HUNTINGTON –- An attorney has been sentenced to 21 months in prison for wire fraud.
Jeremy T. Vickers, 36, of Summerville, formerly of Point Pleasant, was sentenced Jan. 17 by U.S. District Judge Robert C. Chambers. Vickers pleaded guilty in October, admitting he had submitted false and fraudulent payment vouchers for reimbursement for court-appointed defense work.
Since 2004, the defendant practiced law in Point Pleasant. Among other types of cases, Vickers represented indigent clients in state criminal matters pending in Mason, Jackson and Roane counties.

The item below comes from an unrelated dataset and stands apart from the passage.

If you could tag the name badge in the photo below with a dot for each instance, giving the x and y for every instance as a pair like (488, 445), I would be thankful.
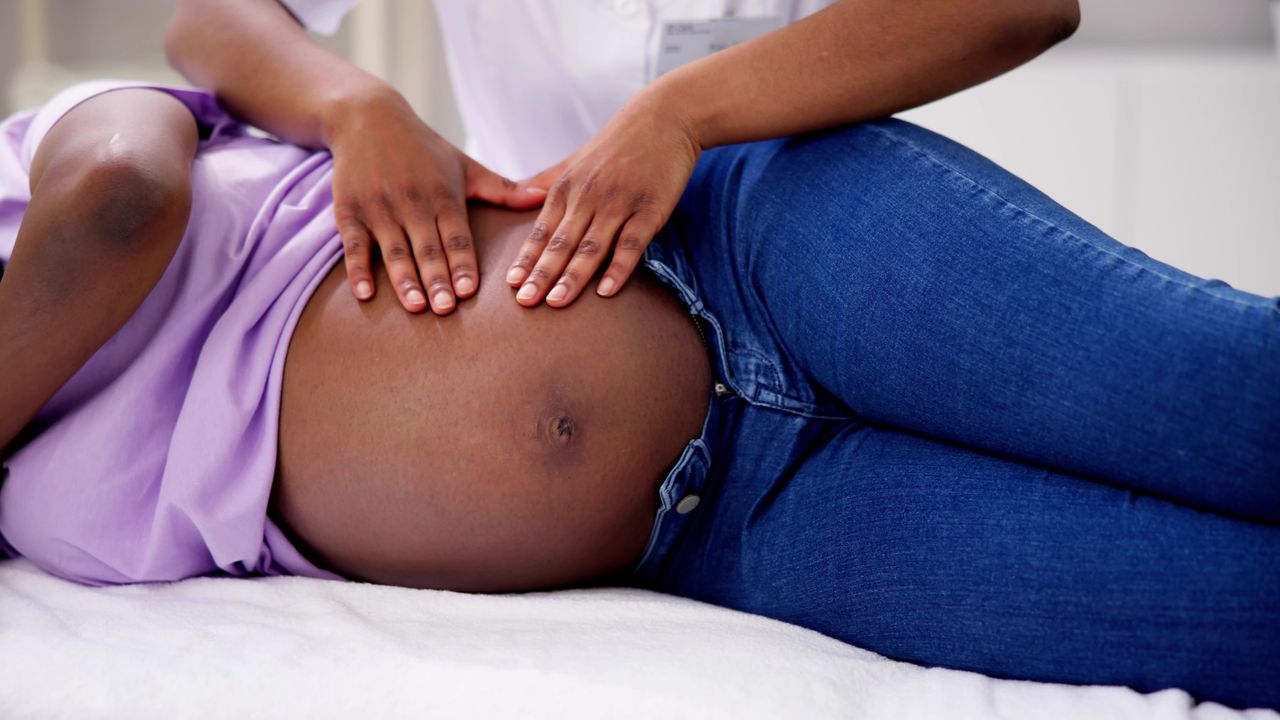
(685, 41)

At the conclusion of each case, Vickers routinely submitted a payment voucher form to the respective circuit court judge for approval. The judge reviewed the payment voucher and signed a court order authorizing payment. Vickers then submitted the court order to the West Virginia Public Defender Services for payment.
Typically, the WVPDS took several months or more to reimburse Vickers.
Vickers entered into a cash-advance agreement with Huntington-based Attorney Finance Corporation ("AFC") to expedite his reimbursement payments. In exchange for prompt payments less a small percentage, Vickers assigned his right to full payment from WVPDS to AFC.
In essence, once Vickers received the court order approving his payment voucher for a particular case, he would fax a copy of the order to both WVPDS and AFC. AFC would then wire Vickers the reimbursement less a percentage that same day or the next day. When WVPDS eventually processed the same payment voucher, WVPDS would pay AFC directly the full amount.
Beginning in the fall of 2008 through at least July 2010, Vickers began falsely inflating the hours he worked on indigent criminal cases. Vickers admitted that for at least 173 days, he billed more than 24 hours of legal work. He was paid by AFC for those days. When WVPDS processed the bills months later, the discrepancy came to light.
WVPDS confronted Vickers regarding the excessive billing and froze any further payments.
Vickers further admitted that he continued to obtain approved payment vouchers from the circuit court, which he subsequently faxed to AFC for payment. Vickers also admitted that he avoided detection of the scheme by purposely failing to send the payment vouchers to WVPDS.
As a result, AFC was not reimbursed for their advance payments to the defendant.
In total, Vickers fraudulently obtained $221,740.43 from AFC.
The charges against Vickers arose out of an investigation by the West Virginia Commission on Special Investigations into false and fraudulent billings submitted by attorneys for services performed in appointed criminal matters.
Assistant U.S. Attorney Thomas C. Ryan handled the prosecution.